PropertyLaw.guru Blog

EG 28-11-20

P.33 interesting article touching on the way in which to structure turnover rents and online showrooming sales - the drafting is never going to be easy


P.59 Allocation of social housing rules by local housing authorities - reporting on two cases where applicants were in overcrowded circumstances, and that a jewish housing provider could choose applicants from their religion and not be held to be discriminatory


P.61 How connectivity in offices because an important factor in office choice - affects rent review clause and even it is suggested a right to break the lease if the connectivity of the building is compromised, or service charge provisions to include an obligation on L to provide connectivity!


p.62 Ainscough v Ainscough [2020] EWHC 2909 - family dispute over a forged transfer, involving arguments about Res Judicata, and mistake. In cases where the LR makes a decision aggrieved parties must act promptly for a JR within 3 months, including where the LR desert refer an objection to the FTT but makes its own decision


P.63 Valuation approaches for flexible workspaces - mainly for valuers, involves analysing trading performance, capitalisation of income, and review


P.64 Call for the UK to adopt the Dutch approach to the issue, which is more in the nature of an annual tax on property value


p.65 Planning Use class for ‘extra care housing’ - should it be C2 (residential institutions or C3 (dwelling houses)? Considers Rectory Homes v SS Housing [2020] EWHC 2098. Did 78 of such units count as ‘dwellings’ under C£ for the purpose of the LA’a strategy requirement to provide 40% affordable housing? If they were C2 then the developer could avoid having to provide the affordable element… They each had their own front door but there were facilities which allowed for independent living. HC held they were still dwellings so triggered the affordable element - this may dissuade developers from providing this concept and instead  provide traditional ‘care home’ structures.

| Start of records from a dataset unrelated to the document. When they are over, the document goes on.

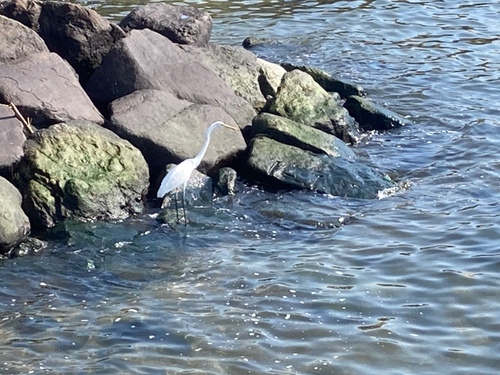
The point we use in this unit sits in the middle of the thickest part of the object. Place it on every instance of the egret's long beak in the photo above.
(230, 126)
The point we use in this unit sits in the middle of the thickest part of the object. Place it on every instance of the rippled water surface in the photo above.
(299, 283)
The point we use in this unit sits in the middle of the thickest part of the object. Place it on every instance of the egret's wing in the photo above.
(176, 177)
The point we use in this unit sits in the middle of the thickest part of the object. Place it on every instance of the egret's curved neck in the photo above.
(197, 158)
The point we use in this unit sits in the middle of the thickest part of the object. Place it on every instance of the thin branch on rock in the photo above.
(26, 123)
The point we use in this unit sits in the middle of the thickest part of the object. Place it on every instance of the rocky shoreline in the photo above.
(112, 105)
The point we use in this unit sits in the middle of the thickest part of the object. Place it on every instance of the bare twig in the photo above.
(26, 123)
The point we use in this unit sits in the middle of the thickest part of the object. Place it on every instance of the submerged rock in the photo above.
(286, 166)
(296, 134)
(225, 181)
(148, 60)
(12, 138)
(180, 24)
(301, 99)
(80, 170)
(169, 130)
(329, 83)
(198, 189)
(18, 41)
(371, 116)
(45, 88)
(14, 224)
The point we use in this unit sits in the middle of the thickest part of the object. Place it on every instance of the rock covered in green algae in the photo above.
(301, 99)
(82, 171)
(296, 134)
(14, 224)
(290, 167)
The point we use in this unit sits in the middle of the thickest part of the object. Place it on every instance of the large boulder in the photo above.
(327, 81)
(180, 24)
(12, 139)
(236, 66)
(148, 60)
(18, 41)
(45, 88)
(14, 224)
(25, 11)
(80, 170)
(287, 166)
(169, 130)
(299, 135)
(77, 34)
(371, 116)
(301, 99)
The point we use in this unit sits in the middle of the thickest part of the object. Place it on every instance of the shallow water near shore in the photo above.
(296, 282)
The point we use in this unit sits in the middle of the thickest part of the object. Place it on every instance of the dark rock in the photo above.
(147, 60)
(82, 171)
(77, 34)
(329, 83)
(251, 41)
(301, 99)
(12, 139)
(180, 24)
(14, 224)
(296, 134)
(17, 41)
(371, 116)
(236, 66)
(169, 130)
(45, 88)
(290, 167)
(25, 11)
(225, 181)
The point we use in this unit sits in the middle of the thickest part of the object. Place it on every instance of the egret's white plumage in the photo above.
(180, 174)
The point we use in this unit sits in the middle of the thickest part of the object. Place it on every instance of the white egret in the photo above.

p.66 Environmental Social and Governance issues in Scottish real estate 


P.67 Another article on the important SC case of Alexander Devine, on s.84. A cynical breach of covenant by a developer was not relevant to the question of whether the provision of affordable housing was ‘in the public interest’ justifying a relaxation of the covenant under s.84 (1) (aa) but was relevant to the exercise of the court’s discretion to modify - the SC ordered in effect that the affordable housing will have to be demolished. The developer should have either designed the buildings to accommodate the covenant or made the s.84(1) (aa) application before it built them (which may well have been successful in that case).